What a truly remarkable career French character actor Michele Delehaye has had. In a career spanning more than forty years with almost a hundred films on his resume (including many with some of France’s greatest directors) the ‘Grandmaster’ in Jean Rollin’s La Vampire Nue has certainly carved out a very special place for himself in modern French cinema.
Born in France in 1929 to a very strict and religious father, the early life of Delehaye was certainly an adventurous one, and it included stints at a Jesuit school, a spot in the military, postal and factory work as well as a minor brush with the law. By the mid-fifties Delehaye got his first major career break when he landed a job as a writer for Detective magazine. Soon after he made the acquaintance of one Eric Rohmer and his life changed forever.

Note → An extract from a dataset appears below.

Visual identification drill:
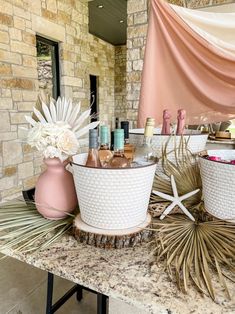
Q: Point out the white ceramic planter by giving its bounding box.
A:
[199,150,235,221]
[72,154,156,230]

The legendary Rohmer introduced Delehaye to the members of the French New Wave and soon he was working as a critic at the influential Cahiers du Cinema. He would write for the prestigious film journal for more than a decade before losing his position in 1969 due to political issues.
Delehaye’s first film role came in Jean-Luc Godard’s section of the 1964 anthology film Ro.Go.Pa.G and it would set in motion a career that would turn out to be incredibly prolific and noteworthy.
Appearing in front of the camera for nearly every major French New Wave director (including several for Godard and Rivette early on) Delehaye proved himself a capable and memorable actor although typically he would find himself in mostly smaller supporting roles.
The Nude Vampire marked the first time Delehaye worked with Jean Rollin, and it serves as a reminder that Rollin’s early cinema does indeed take place just a handful of years after the most potent explosion of the New Wave, even if stylistically it is deliberately far removed from it. Delehaye’s work for Rollin would prove most resonate and he would be cast in Jean’s next film as well, 1971’s Le Frisson des Vampires…that same year he would appear in both Borowczyk’s Blanche and Rivette’s Out 1 for good measure!
Delehaye, now nearing eighty years old, has never stopped working and, along with being a top-supporting player, he has also worked as a scriptwriter, helped out behind the camera and even received a special thanks from Godard himself in Histoire du Cinema. While not a major player in Jean Rollin’s filmography, a tribute to one of cinema’s great sidemen seemed in order.